I am trying to learn some Bash to maybe get a job working with computers one day.

To improve my clarity and disciple writing my self-learning code, I am trying to adhere to a set of consistent "guiding principles".

As I roll my own "guidelines" I obviously ask myself: should I not be using an established standard instead?

I could not find one such "authoritative" reference for Bash, similar to what these other languages have:

  • Java (http://www.oracle.com/technetwork/java/javase/documentation/index-137868.html) How to Write Doc Comments for the Javadoc Tool
  • Java (http://www.oracle.com/technetwork/java/javase/documentation/codeconvtoc-136057.html) Code Conventions for the Java Programming Language
  • Java (https://code.google.com/p/java-coding-standards/wiki/Introduction) Google Java coding standards
  • Python (http://www.python.org/dev/peps/pep-0008/) PEP 8 -- Style Guide for Python Code
  • Python (http://google-styleguide.googlecode.com/svn/trunk/pyguide.html) Google Python Style Guide

Is there a link with a similar document for Bash which has good reason for being used?

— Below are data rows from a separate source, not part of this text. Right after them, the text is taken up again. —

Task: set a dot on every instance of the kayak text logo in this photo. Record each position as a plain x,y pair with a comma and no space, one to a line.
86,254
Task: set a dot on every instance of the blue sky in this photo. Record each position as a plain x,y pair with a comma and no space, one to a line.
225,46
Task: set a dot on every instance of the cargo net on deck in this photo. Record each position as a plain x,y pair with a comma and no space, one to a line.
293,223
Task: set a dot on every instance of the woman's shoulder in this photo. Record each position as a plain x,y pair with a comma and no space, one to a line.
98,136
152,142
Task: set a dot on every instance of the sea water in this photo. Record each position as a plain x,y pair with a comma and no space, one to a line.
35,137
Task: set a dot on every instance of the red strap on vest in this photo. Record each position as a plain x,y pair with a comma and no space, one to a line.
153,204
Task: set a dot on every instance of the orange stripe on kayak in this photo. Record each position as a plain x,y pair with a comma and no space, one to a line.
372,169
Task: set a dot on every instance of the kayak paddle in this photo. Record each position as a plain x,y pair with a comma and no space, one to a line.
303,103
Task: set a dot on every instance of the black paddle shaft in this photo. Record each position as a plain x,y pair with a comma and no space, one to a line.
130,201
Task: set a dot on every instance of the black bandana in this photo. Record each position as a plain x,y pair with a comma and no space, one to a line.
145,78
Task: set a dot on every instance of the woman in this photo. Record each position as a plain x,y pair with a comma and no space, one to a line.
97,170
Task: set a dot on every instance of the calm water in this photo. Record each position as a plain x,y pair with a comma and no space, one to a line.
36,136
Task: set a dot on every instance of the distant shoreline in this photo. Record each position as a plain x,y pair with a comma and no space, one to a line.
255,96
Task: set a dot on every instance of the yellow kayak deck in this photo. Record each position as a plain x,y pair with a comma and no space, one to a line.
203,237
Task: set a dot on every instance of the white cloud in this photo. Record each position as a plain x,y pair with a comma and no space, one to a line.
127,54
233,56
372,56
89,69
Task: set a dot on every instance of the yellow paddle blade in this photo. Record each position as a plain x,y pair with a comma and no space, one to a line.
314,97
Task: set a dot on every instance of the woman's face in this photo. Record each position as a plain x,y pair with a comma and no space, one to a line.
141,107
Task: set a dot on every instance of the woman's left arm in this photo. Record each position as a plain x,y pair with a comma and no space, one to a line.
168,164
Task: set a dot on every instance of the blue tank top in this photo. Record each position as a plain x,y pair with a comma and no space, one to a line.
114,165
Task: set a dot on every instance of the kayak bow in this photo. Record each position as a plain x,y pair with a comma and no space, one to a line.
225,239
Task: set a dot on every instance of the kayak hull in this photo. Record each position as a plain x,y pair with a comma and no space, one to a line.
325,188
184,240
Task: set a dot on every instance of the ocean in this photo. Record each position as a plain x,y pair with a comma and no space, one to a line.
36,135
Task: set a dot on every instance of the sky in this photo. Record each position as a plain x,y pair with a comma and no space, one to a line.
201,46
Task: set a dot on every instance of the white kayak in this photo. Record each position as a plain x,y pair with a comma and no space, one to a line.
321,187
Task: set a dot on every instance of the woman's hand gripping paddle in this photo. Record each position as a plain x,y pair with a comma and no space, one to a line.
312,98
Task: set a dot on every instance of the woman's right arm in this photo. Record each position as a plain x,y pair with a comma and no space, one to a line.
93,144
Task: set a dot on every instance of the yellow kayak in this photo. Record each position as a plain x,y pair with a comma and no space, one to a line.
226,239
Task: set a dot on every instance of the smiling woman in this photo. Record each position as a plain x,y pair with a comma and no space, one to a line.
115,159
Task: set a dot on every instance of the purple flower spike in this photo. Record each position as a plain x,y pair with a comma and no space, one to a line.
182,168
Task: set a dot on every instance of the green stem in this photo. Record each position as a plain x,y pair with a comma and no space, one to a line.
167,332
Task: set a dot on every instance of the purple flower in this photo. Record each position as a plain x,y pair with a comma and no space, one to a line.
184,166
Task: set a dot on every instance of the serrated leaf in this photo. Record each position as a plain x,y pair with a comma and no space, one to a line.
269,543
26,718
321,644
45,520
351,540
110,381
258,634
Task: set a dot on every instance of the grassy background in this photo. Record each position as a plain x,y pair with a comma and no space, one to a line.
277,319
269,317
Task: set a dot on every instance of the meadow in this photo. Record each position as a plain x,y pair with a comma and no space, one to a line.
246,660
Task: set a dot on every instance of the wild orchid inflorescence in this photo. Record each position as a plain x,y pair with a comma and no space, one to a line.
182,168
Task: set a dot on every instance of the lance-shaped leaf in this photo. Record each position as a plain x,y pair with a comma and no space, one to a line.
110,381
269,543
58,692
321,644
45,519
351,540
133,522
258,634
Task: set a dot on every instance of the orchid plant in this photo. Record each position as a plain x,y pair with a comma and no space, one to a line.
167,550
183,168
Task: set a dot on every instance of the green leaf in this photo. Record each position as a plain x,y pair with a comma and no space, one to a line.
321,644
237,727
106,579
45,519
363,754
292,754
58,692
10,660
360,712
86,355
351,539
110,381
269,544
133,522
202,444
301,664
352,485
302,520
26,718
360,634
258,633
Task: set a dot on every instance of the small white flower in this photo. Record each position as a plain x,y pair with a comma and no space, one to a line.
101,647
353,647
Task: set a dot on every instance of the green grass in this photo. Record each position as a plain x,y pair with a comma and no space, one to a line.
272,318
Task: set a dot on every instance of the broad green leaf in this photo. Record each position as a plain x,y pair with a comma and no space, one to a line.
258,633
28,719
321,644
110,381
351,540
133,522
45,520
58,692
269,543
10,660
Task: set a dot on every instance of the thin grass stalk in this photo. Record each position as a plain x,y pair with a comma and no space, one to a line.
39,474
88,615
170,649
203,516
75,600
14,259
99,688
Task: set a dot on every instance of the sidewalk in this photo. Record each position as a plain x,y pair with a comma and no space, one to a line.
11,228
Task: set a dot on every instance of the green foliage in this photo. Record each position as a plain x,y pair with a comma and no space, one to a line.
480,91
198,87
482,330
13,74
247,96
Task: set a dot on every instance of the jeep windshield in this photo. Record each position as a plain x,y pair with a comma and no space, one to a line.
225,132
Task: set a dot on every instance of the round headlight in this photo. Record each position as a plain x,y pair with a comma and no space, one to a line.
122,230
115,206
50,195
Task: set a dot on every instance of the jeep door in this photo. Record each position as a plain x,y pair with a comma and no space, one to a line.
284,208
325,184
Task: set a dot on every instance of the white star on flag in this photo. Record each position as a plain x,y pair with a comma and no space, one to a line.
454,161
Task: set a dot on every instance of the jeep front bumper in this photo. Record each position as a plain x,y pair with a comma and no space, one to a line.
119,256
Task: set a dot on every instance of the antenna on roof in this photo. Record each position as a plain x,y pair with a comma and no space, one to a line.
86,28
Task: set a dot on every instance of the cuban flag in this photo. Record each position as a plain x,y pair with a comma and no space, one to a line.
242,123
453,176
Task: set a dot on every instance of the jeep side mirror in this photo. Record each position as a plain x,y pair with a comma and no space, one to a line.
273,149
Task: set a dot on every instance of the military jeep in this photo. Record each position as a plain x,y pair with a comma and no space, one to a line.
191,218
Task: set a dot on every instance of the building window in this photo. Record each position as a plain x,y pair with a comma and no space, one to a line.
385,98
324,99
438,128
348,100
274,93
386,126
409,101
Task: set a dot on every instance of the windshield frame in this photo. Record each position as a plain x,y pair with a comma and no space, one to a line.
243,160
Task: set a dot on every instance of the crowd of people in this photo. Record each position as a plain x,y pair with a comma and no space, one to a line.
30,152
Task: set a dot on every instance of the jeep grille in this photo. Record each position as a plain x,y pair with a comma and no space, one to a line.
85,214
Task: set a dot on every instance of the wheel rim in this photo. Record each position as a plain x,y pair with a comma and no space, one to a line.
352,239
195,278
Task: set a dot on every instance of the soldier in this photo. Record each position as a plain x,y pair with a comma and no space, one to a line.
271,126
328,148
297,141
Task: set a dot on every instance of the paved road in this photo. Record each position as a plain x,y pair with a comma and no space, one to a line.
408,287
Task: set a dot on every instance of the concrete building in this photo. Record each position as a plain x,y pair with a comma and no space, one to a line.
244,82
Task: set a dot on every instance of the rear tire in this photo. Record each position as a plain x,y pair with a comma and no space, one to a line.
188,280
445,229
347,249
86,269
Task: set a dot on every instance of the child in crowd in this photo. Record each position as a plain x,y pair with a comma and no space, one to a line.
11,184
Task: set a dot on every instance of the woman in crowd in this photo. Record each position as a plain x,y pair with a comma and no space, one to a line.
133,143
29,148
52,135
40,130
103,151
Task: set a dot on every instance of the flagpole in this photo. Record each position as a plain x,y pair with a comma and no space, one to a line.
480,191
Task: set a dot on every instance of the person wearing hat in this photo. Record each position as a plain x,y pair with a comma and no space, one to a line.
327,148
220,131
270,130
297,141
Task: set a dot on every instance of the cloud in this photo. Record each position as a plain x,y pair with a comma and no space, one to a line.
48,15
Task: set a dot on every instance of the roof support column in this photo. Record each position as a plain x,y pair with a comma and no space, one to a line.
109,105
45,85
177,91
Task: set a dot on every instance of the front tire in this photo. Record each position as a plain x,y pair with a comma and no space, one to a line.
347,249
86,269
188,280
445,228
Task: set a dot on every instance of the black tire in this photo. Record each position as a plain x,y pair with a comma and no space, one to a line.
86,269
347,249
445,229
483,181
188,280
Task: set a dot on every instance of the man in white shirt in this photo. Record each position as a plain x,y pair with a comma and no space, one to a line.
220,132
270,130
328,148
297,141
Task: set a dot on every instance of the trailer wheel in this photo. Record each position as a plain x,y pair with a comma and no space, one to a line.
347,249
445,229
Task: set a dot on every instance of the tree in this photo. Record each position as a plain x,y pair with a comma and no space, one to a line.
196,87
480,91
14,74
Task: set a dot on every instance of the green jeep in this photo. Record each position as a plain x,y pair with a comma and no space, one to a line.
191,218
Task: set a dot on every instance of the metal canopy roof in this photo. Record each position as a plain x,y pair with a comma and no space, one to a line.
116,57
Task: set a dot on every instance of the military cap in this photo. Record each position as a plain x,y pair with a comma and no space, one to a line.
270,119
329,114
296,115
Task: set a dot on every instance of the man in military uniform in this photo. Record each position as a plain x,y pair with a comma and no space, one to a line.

Here is the type of stuff I was putting together on my own... but I think, especially as a beginner, I should be using guidelines written by experts rather than trying to come up with my own, as they would not be based on much experience, insight, practicality, knowledge of common patterns/anti-patterns, etc.

You may dispute the validity of such documents in general, but some people must like them for the web to have such prominent examples online as the ones I mention in the bullet-list above..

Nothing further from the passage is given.